The long-term rainfall and temperature analyses closely supports farmers’ perceptions that the total annual rainfall has so far not changed, but variability in the rainfall distribution within seasons has increased. The temperature increased in the range 0.2-0.5°C per decade, over the period from 1962 to 2000 and is set to increase significantly in future.
The impacts of rising temperatures and increased rainfall variability among smallholder households were highly differentiated because different households depend on varied farming livelihood sub-systems, which were exposed uniquely to aspects of climatic risk.
Experimentation in this study demonstrated that the maize cultivars currently on the market in Zimbabwe, and in many parts of Southern Africa, exhibit narrow differences in maturity time such that they do not respond differently to prolonged dry spells.
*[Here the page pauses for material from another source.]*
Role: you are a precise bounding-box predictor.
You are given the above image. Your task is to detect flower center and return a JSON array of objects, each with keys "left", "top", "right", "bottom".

With climate change none of the available cultivars will be able to compensate for the decline in yield. Poor soil fertility constrained yield more strongly than rainfall and late planting, as demonstrated by the large yield gap (> 1.2 t ha-1) between the unfertilized and fertilized cultivars even in the poor rainfall season (2010/2011). Maize yielded more than finger millet and sorghum even in the season with poor rainfall distribution. Finger millet and sorghum failed to emerge unless fertilizer was applied.
Small grains for maize
The better performance of maize over finger millet and sorghum suggested that the recommendation to substitute small grains for maize as a viable adaptation option to a changing climate, will neither be the best option for robust adaptation nor attractive for farmers in southern Africa. The maize response to mineral nitrogen is, however, projected to decline as climate changes, although effects only become substantial towards the end of the 21st Century. Overall, soil fertility management is therefore likely to be a major entry point for increasing the adaptive capacity of smallholder farmers to climate change and increased climate variability.